Mais, ce principe consacré par l’article 55 était assorti d’une exception posée à l’article 237 ter. Celui-ci était ainsi libellé: “Le mode de vote électronique ne peut être appliqué pour les élections de 2011-2013”. En claire, il était question d’organiser, avec des bulletins en papier, les scrutins pour les élections présidentielle et législatives nationales; les élections provinciales ainsi que les municipales et locales (comme reliquats de 2006). Malheureusement, faute des moyens, la CENI n’organisa que les deux premiers scrutins.

2013-2014 :
Après restructuration et changement de son Bureau (suite au fiasco électoral de 2011), la CENI publia un nouveau calendrier électoral. Ce dernier, sous l’égide de la loi n°11/003 du 25 juin 2011, était censé éponger les reliquats électoraux de 2006 (municipales et locales) et de 2011 (législatives provinciales et sénatoriales). Ce calendrier ne fut pas exécuté car jugé partiel. L’opposition voulait à ce que la CENI programme aussi l’élection présidentielle à venir.

2015 :
Suite à la pression de l’opposition, la CENI finit par publier un autre calendrier électoral global, le 5 février 2015. Sept jours plus tard, soit le 12 février 2015, une nouvelle loi électorale fut adoptée. C’est la loi n°15/001 qui a modifié et complété la loi n°06/006 du mars 2006 telle que modifiée par la loi n°11/003 du 25 juin 2011.
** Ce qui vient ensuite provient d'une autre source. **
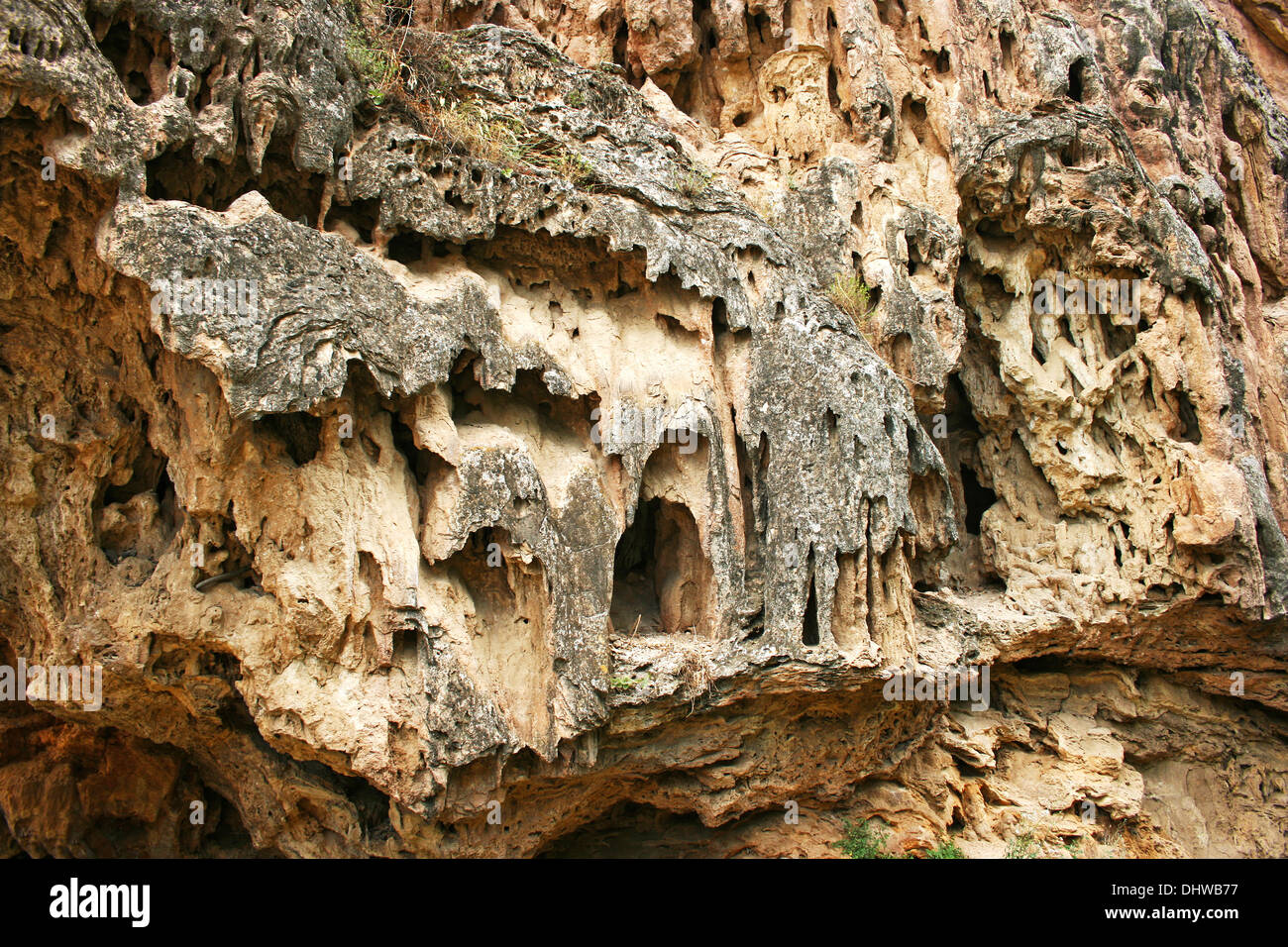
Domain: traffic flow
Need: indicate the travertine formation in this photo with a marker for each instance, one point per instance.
(451, 429)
Cette nouvelle loi a gardé intact l’article 55 et la possibilité de votation manuelle ou électronique. En revanche, la loi n°15/001 modifie encore l’article 237 ter. Il est ainsi libellé : “Le mode de vote électronique ne peut être appliqué pour les élections en cours”.
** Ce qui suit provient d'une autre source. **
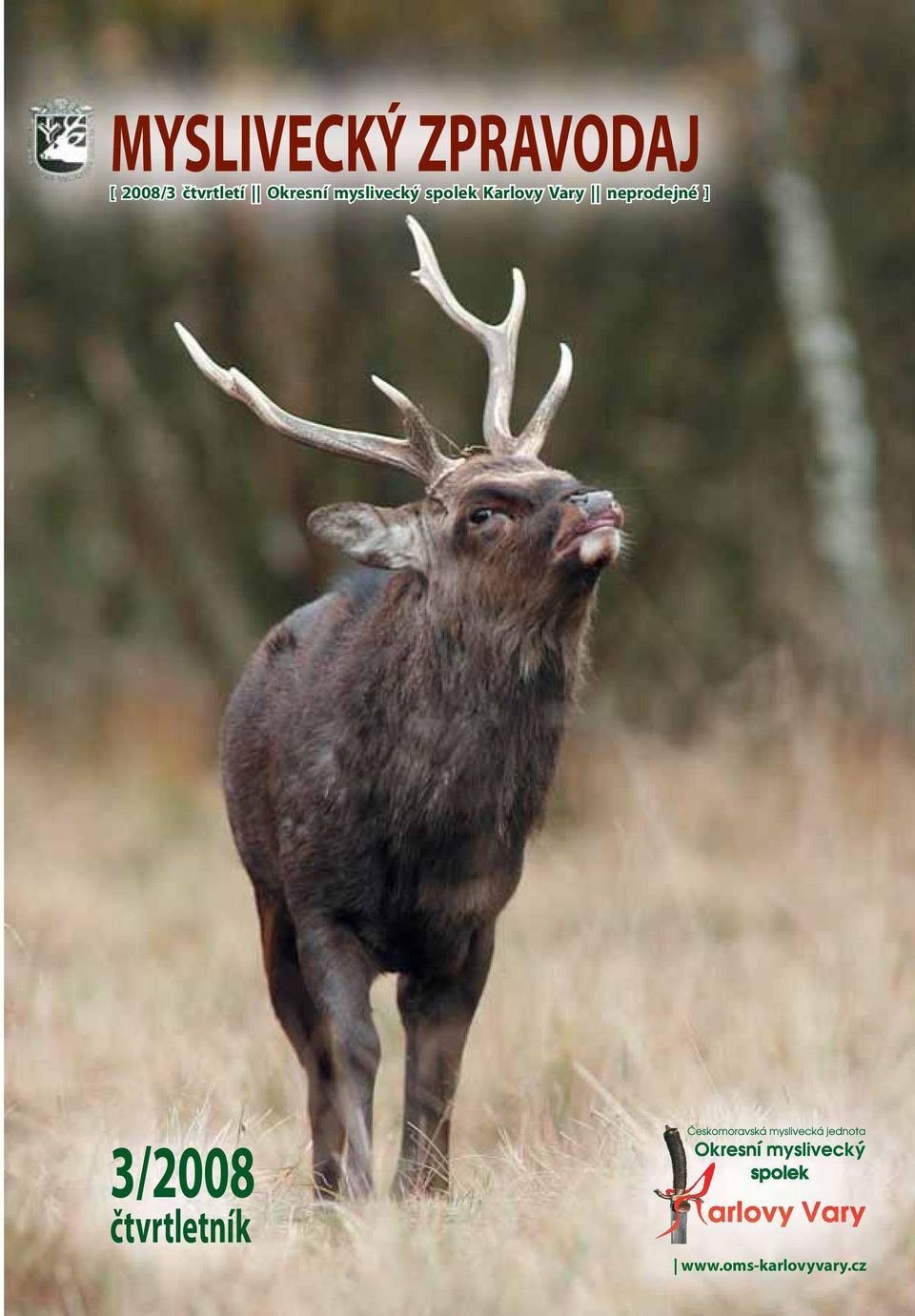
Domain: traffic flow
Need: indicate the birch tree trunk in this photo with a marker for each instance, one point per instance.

Par “élections en cours”, la loi faisait allusion aux scrutins qui devraient être organisés selon le calendrier électoral préalablement publié par la CENI le 5 février 2015. Donc, jusque-là, cette exception était maintenue et il était toujours consacré un système de votation avec bulletins à papier. Malheureusement, une fois de plus, ce calendrier électoral du 5 février 2015 ne sera pas tenu.

2016 :
Saisie par la CENI, la Cour constitutionnelle a abrogé le calendrier électoral du 5 février 2015. Elle a consacré le report des élections par son arrêt sous R.Const.338. Il en est résulté, depuis le 5 novembre 2017, l’adoption d’un nouveau calendrier électoral.

2017-2018 :
Adoption de la nouvelle loi électorale n°17/013 du 24 décembre 2017. Celle-ci ne modifie ni l’article 55 ni l’article 237 ter de la loi électorale. De ce fait, ce dernier étant resté en application, il convient de considérer que “le mode de vote électronique n’est pas appliqué pour ces élections en cours”.

Par conséquent, par « élections en cours », on fait maintenant allusion à celles du nouveau calendrier du 5 novembre 2017 qui a abrogé le calendrier du 5 février 2015. D’où, ces élections prévues pour le 23 décembre 2018 prochain doivent entre organisées avec un système de votation manuelle selon les articles 55 et 237 ter de la loi électorale telle que modifiée à ce jour.

DE CE QUI PRÉCÈDE, IL NE FAIT L’OMBRE D’UN DOUTE QUE L’UTILISATION DE VOTE PAR DES MOYENS ÉLECTRONIQUES EST CONTRAIRE A LA LOI ÉLECTORALE. AUCUN PARTI POLITIQUE SÉRIEUX ET QUI PRÔNE LE RESPECT DES TEXTES (COMME L’UDPS), NE PEUT S’ENGAGER DANS CE PROCESSUS ÉLECTORAL AVEC CES MACHINES A VOTER. PROCÉDER AUTREMENT, COMME L’ENVISAGE LE PARTI DE FELIX TSHISEKEDI, SERAIT CAUTIONNER L’ARBITRAIRE ET LA FRAUDE ÉLECTORALE ÉVENTUELLE QUI POURRAIT S’EN SUIVRE.